As noted in one of my previous posts, my new album Eternity has been sent off to distribution and is slated for worldwide release on May 30, 2017.
You can listen to a preview of all the songs on Eternity here.
Digging back I remember making this post.
It’s really hard sometimes. When reality hits you like a ton of bricks, and there’s really nothing you can do about it. Well, that is, unless you get up and do something about it.
I’ve had people assume the worst things about me because I choose to believe, to influence, and experience life differently than your average six-pack-joe.
The message is in the music. And why this style of music? Because it’s so elaborate, there’s so many different ways you can relate. And you’ve heard what I’ve got so far. I’ll tell you that I’ve gotten nothing but inspiring feedback (for example). I certainly don’t expect it; the simple fact that people can listen to my music and enjoy it means they recognize the message behind it, and it helps me to appreciate that and forge on. And on. And on.
I am currently nearing completion of another exquisite collection of material that I cannot wait to spring upon the world. As I finish each track I can feel it brimming with anticipation of how you guys are going to accept it. Trust me when I tell you, it’s an honor, an exhilaration worth feeling through all the hurt, be it physical or emotional, that an artist makes when composing such music.
In the end, I expect nothing from the world in return for this.
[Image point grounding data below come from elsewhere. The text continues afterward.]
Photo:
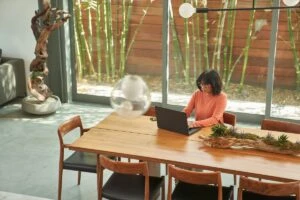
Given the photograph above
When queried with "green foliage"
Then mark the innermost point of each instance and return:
(281, 142)
(282, 139)
(269, 139)
(219, 130)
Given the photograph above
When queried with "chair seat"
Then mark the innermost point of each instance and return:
(81, 161)
(130, 187)
(253, 196)
(187, 191)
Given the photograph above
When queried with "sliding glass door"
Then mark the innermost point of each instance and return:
(119, 37)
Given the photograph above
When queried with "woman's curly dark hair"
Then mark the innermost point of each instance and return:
(212, 78)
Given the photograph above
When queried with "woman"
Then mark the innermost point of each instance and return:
(209, 102)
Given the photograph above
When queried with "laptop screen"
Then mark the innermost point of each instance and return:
(173, 120)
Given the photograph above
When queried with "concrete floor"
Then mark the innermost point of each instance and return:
(30, 152)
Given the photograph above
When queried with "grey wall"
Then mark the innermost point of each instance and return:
(16, 38)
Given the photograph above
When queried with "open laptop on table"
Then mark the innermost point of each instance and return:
(173, 120)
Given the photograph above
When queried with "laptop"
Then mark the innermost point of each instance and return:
(173, 120)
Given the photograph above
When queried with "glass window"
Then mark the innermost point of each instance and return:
(115, 38)
(286, 93)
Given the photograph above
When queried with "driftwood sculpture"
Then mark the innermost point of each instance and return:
(42, 24)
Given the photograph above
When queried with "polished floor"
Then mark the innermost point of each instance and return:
(30, 151)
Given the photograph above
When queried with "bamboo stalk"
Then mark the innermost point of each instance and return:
(107, 46)
(232, 37)
(194, 49)
(111, 39)
(99, 46)
(79, 57)
(126, 15)
(186, 71)
(198, 42)
(294, 49)
(90, 39)
(80, 33)
(228, 41)
(219, 46)
(205, 36)
(246, 49)
(137, 29)
(177, 53)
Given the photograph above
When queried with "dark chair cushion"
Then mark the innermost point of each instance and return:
(81, 161)
(253, 196)
(131, 187)
(187, 191)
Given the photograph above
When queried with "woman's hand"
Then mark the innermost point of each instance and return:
(191, 124)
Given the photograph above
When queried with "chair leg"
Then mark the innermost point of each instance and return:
(234, 179)
(163, 190)
(79, 178)
(60, 173)
(166, 169)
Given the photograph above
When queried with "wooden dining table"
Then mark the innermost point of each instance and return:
(139, 138)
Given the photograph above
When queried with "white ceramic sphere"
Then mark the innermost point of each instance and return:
(130, 97)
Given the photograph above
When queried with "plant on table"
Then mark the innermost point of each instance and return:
(224, 137)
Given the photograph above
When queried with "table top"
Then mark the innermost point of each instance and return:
(140, 138)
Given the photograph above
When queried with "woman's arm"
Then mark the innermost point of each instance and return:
(190, 106)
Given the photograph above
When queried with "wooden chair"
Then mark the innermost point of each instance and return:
(194, 185)
(150, 112)
(275, 125)
(128, 181)
(77, 161)
(256, 190)
(229, 118)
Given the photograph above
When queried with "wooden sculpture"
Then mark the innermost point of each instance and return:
(42, 24)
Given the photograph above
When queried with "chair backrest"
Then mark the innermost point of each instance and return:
(193, 177)
(150, 112)
(66, 127)
(276, 125)
(268, 189)
(123, 168)
(229, 118)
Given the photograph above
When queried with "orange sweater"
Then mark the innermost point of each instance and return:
(209, 109)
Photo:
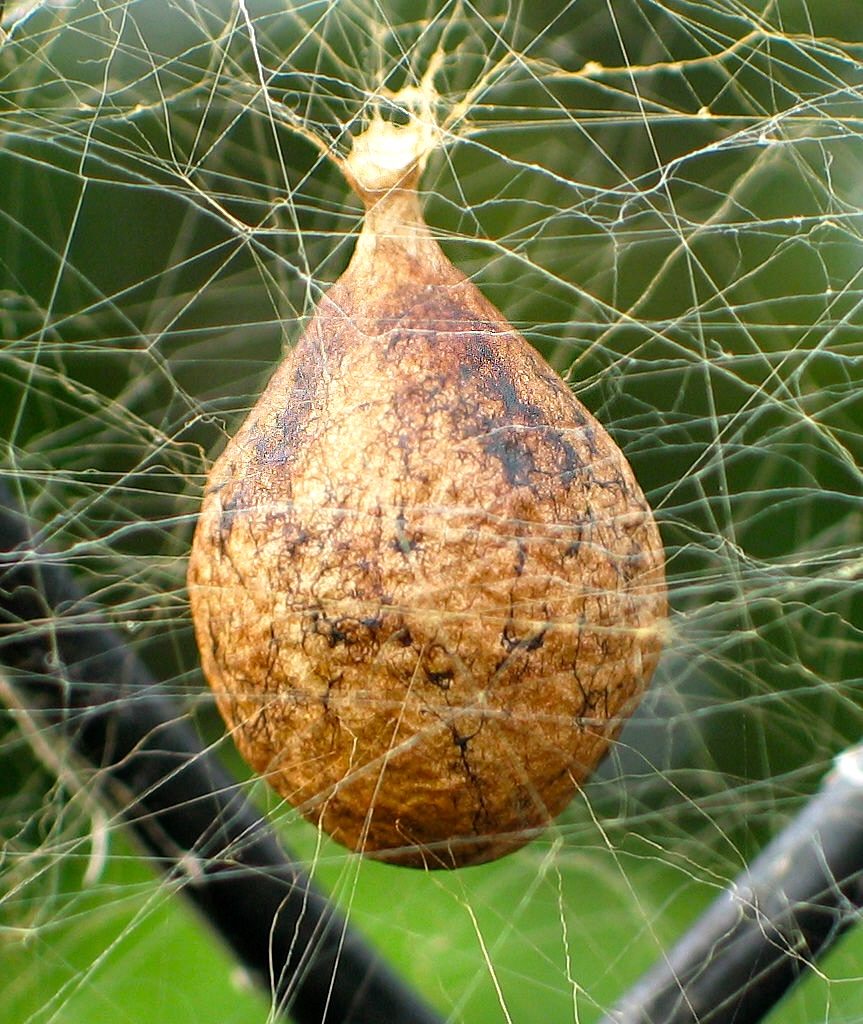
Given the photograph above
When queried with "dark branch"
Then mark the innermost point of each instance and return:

If I stand to benefit from what I do, I am grateful. I am just another piece of the puzzle with a story to tell. To make my mark in the world, to let my story be heard, to let it be known that all this is a result of a catalyst: an event that propelled me to do what I do. To shed any and all stereotypes, labels and derision (Lord knows how many I’ve endured), and use sadness, pain, longing, and turn it into something beautiful.
Thank you all for even lending me your ear-time; again, the way I see it, it’s an honor worthy of the trade. I promise you that the music you are about to hear soon will hopefully help to affect change your life; mine too. And, without words, it will help you to understand a little more about the story I’m telling; a quite common one in life, yet one I feel is so profound (in my case), and different, that words will never describe.
You know, sometimes, things just happen the way they do. Don’t you just wish sometimes when something happens, that you can wake up from it and it was all a nightmare?
What if you wake up and the nightmare doesn’t stop………………?
Or when you walk in the 90* sun and still break out in a cold sweat?
These are all things that are ripe for inspiration for some of the best music. It’s always been like that since the beginning of time: the best of man comes when he is in the worst possible situation.
I can’t possibly tell you what nightmare I’m going through, but it’s going to be this way for a long, long time. I wish it weren’t like this. I wish I could wake up and it would all be a bad dream.
Over the next few months, I will continue to push forward with the release of my album, including videos, in addition to pieces of my previous album, “Whispers of Winter”. In the meantime, such pain that I experience will only serve to fuel the next chapter in my musical history, which I’ve already begun. This one is going to be good from what I hear already.